While procrastinating, I’ve been reading blogs and writing blog posts and trying to find some inspiration for this paper so I can get it written and move on to the fun stuff — I promised myself I can’t do the data analysis projects until I write the paper. Yesterday afternoon I finally found some inspiration, the idea of “operational publicy.” Yes, that word “publicy” is awful, but the concept is right on.
Charter schools should open up their operations and their data to public scrutiny, not just their test scores and demographics which are already released in school report cards, but everything they do. After all, they are getting public dollars for their work.

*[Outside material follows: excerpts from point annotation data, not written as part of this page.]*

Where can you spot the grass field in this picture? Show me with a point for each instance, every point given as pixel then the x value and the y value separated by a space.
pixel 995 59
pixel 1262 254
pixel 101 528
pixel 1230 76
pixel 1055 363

On the same topic, from the Economist special report on managing information:
Providing access to data “creates a culture of accountability”, says Vivek Kundra, the federal government’s CIO. One of the first things he did after taking office was to create an online “dashboard” detailing the government’s own $70 billion technology spending. Now that the information is freely available, Congress and the public can ask questions or offer suggestions. The model will be applied to other areas, perhaps including health-care data, says Mr Kundra—provided that looming privacy issues can be resolved.
Love the idea of a “culture of accountability,” but of course there are “looming privacy issues” in releasing school data too. Should you release teacher attendance data? You’re probably not going to point out individual teachers who miss a lot of school but what about aggregated data? What about administrator salaries compared to teacher salaries by school? Lesson plans? Results of parent satisfaction surveys? These are things the public should have access to.